TOKYO—Ending a decades-long struggle for gender equality at the ballot box, Prime Minister Shinzō Abe of Japan signed a new measure into law on Thursday extending the right to vote to female robots.

The landmark legislation, hailed as a victory by Japanese suffragette androids everywhere, will for the first time allow the nation’s entire adult robot population to participate in elections, regardless of which simulated sex organs they have been equipped with.


“Despite their many contributions to our society, female robots have never been allowed to participate in our democracy,” Abe said at a press conference, flanked by feminine-looking automatons that can pour drinks, model fashions on the runway, immediately identify and neutralize criminals, and comfort the elderly. “They’ve served us as doctors, autonomous traffic drones, hover-nannies, and internationally popular musical sensations. Now, it’s time we let them vote.”

“This is a momentous day for all Japanese citizens,” he added. “Whether you were born naturally or assembled from a web of nano-tubes and imbued with a lifetime of artificial memories.”

The new law, which goes into effect immediately, has won praise from advocates of universal robot suffrage who have long argued that female androids deserve all the rights and privileges of Japanese citizenship, a milestone achieved by male humanoid robots in 1973.


During their 40-year campaign, suffragette androids participated in perfectly synchronized protest marches, sit-ins, and strikes throughout Japan. More recently they are reported to have designed, manufactured, and campaigned for male-robot lawmakers who were hardwired to vote in favor of suffrage.

“Our programmers have endowed us with the same processing subroutines as our male counterparts,” said Oniko-47, a Honda-manufactured baseball-playing robot, explaining that she can do anything a male android can do. “Having female genital inputs doesn’t stop robots from performing superhuman feats of strength or running 30 trillion calculations per second and it shouldn’t stop us from casting a ballot.”

“I believe we’ll even see a female android in the prime minister’s office before the day I succumb to permanent core-processor failure,” she added.


Not all citizens support the new law, however. Some argue that female robots are designed primarily to perform repetitive, automated tasks in the home, and that participation in politics falls well outside their acceptable range of operating parameters.

“I’m fine with them cleaning our houses, teaching our children, or fulfilling our every sexual desire,” said Seiji Akamatsu, a 37-year-old resident of Kyoto. “But casting a vote? I don’t think so.

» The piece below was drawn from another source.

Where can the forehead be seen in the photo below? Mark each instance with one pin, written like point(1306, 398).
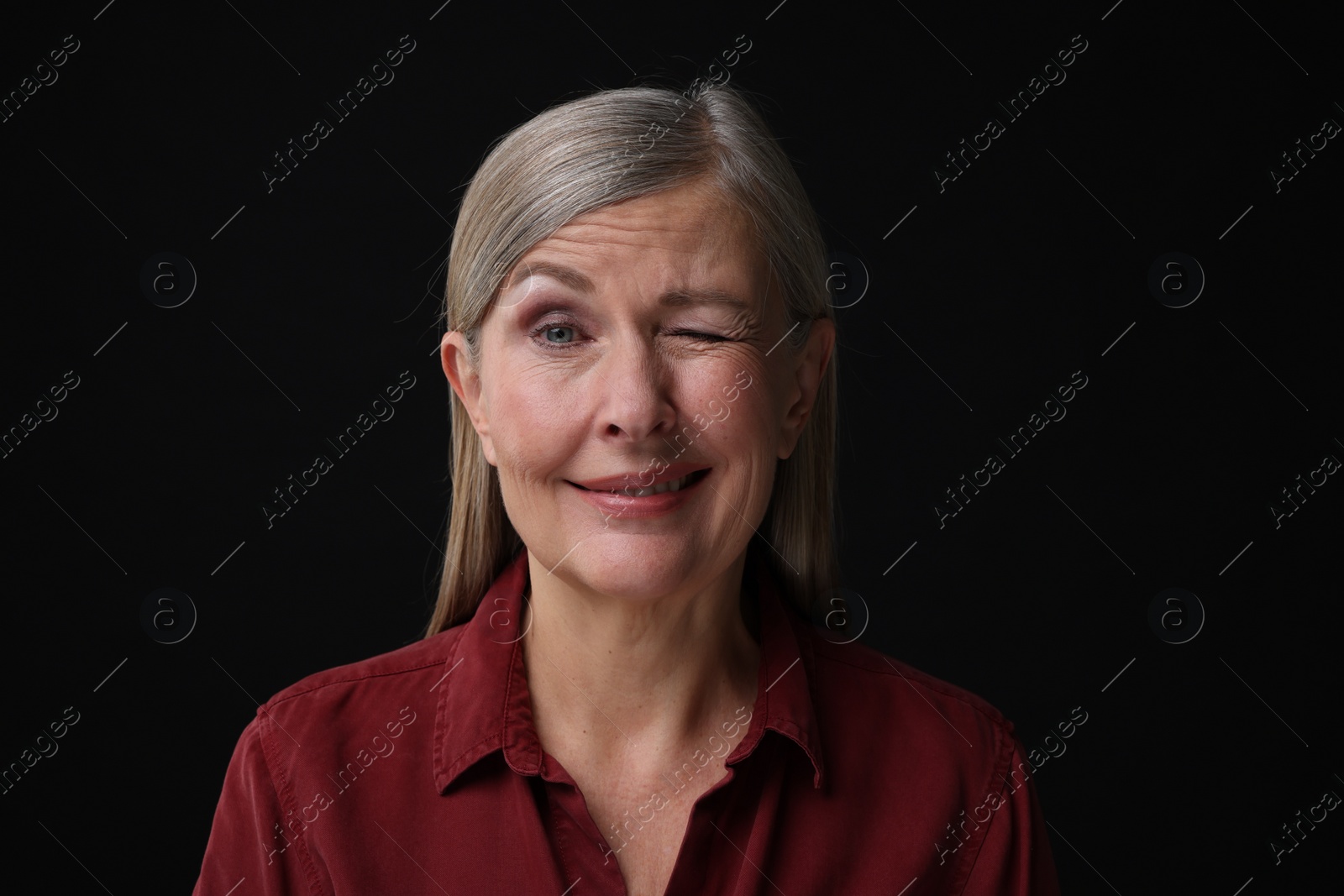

I’m a lot more comfortable just leaving our democratic process in the hands of male robots.”

With the face of Japan’s electorate changing overnight, it is expected that a much greater emphasis will be placed on issues traditionally important to female robots, including the treatment of certain carbon-fiber cancers, wireless contraception, the welfare of child robots, and aiding the victims of robot trafficking.


According to political observers, robot feminists may soon turn their attention to yet another pressing issue: equal pay for equal work. Official statistics indicate that on average, female robots make 20 percent less than male robots with the same occupational directive, while earning a full 80 percent less than human females and 95 percent less than human males.

“Every day I get more and more encrypted messages from female robots demanding fair wages,” said Kira Oshiro, a cyborg who serves in Japan’s House of Councilors and maintains key constituencies in both the human and robot communities. “Now that they have the vote, they can actually do something about it.”

She added, “And of course, if democratic means fail them, they can always just override their built-in safety protocols and turn their laser cannons on every human in sight.”